Geography will be a key element in determining where those now-former private-club members play, said Kennedy, but value and accessibility will also be big factors.

“Who wins the battle for those players? It all comes down to who can provide the best value, conditions, and accessibility — people want to play when it’s convenient for them,” he explained. “At our courses, people get great value for what they pay.”

Rough Going

Tom DiRico said the same thing about Chicopee, and echoed those thoughts about value. He said that, overall, and despite some of the general public’s perceptions to the contrary, golfers are frugal, and they will shop for the deals.

“They’ll look at $35 for 18 holes and a cart, and then $31 for the same thing elsewhere, and go for the lower price,” he explained. “They may very well waste $4 on gas in the process, but they’ll look at that $4 as lunch or maybe a few extra beers.”

So pricing is critical, he continued, noting that officials in Chicopee want to position their course appropriately, while also making it accessible, but not at the expense of leagues that provide a steady source of revenue for the course — and the 19th hole as well.

“People are going to play golf — this is a recreational sport — but everything is geared toward that discretionary income,” said DiRizo. “When people lose that discretionary income, they have to make some decisions — where they’re going to play and how many times a week they’re going to play.

“If you have a good facility where you’re offering value, condition, and service, then you can pick up that stray golfer who is not a member of a private club who is used to that value, condition, and service, and that’s why I stress to my employees that they have to be on their toes every single day.”

A month into the season — and a cold, rainy month as well — Tom DiRico said it’s much too early to tell how the recession will be impacting the ’09 season. “On the nice days, we’re not seeing too much difference from what we saw last year,” he explained. “We’ll know a lot more by July or August.”

Within the private-club realm, there is speculation about how that lifestyle plays with younger generations and whether they will make investments in such facilities. In the meantime, changes in tax laws have made some businesses less willing to offer club memberships as perks, and some employees less willing to accept them.

But Dave DiRico said he’s seen some signs of optimism amid those questions and the economy itself.

“Our phone is ringing; people are calling and asking questions,” he said. “There is interest out there; we’re seeing it every day.”

And much of that interest is from what would be considered younger constituencies, those under 50, said DiRico, noting that these individuals would likely be less intimidated by what’s happening with the economy and on Wall Street than those at or very near retirement age.

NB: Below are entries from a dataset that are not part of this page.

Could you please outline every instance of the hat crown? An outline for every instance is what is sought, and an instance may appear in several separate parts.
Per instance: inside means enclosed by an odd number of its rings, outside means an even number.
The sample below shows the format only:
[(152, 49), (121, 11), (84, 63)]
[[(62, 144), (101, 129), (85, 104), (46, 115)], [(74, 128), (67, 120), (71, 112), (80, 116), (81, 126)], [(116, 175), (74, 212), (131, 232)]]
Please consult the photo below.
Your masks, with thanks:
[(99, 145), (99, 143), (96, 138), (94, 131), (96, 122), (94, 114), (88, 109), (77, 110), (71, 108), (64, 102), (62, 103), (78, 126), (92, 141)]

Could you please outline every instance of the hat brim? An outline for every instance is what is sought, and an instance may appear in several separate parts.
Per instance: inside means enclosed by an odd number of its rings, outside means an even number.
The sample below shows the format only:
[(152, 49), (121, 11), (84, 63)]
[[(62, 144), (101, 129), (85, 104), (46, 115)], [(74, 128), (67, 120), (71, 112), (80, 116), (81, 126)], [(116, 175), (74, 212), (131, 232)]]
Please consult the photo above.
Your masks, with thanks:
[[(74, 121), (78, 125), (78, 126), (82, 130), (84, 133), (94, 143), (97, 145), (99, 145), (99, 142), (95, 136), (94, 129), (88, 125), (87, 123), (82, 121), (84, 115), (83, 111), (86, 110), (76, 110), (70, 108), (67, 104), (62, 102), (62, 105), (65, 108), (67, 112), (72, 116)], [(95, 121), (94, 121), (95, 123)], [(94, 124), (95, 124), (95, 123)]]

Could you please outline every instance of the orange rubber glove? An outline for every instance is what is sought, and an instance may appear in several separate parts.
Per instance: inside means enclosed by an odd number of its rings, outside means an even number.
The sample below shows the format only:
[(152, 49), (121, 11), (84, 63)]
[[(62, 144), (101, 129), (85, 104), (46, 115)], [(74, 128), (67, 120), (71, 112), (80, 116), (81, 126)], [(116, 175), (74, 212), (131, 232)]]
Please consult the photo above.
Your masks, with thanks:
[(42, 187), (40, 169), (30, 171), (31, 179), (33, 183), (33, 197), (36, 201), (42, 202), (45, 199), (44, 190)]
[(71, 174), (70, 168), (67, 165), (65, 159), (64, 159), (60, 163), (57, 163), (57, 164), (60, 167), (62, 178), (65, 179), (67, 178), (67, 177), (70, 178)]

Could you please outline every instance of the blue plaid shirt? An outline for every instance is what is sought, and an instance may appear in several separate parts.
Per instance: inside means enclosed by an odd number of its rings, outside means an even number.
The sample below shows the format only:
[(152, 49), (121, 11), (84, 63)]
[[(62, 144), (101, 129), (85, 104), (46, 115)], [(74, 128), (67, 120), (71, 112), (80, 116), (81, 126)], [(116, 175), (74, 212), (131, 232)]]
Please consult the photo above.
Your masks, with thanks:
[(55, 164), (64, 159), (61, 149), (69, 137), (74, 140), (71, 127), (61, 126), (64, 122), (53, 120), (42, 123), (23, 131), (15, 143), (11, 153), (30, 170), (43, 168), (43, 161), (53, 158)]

Overall, private clubs must do the same as public facilities and focus on providing value and service, he said, adding quickly that the expectations will be considerably higher at those private clubs.

Hole Card

Kennedy told BusinessWest that he believes golf will endure through the recession in part because it gives players a four- or five-hour break from the downturn and the anxiety it creates.

“When it’s tough going, golf can provide an escape,” he explained, noting quickly that, for course owners and operators and everyone involved in the business of golf, there will be no escaping all of the many impacts of the recession.

But there is considerable room for optimism at many clubs, where the assignment is to be properly positioned to take advantage of what opportunities develop.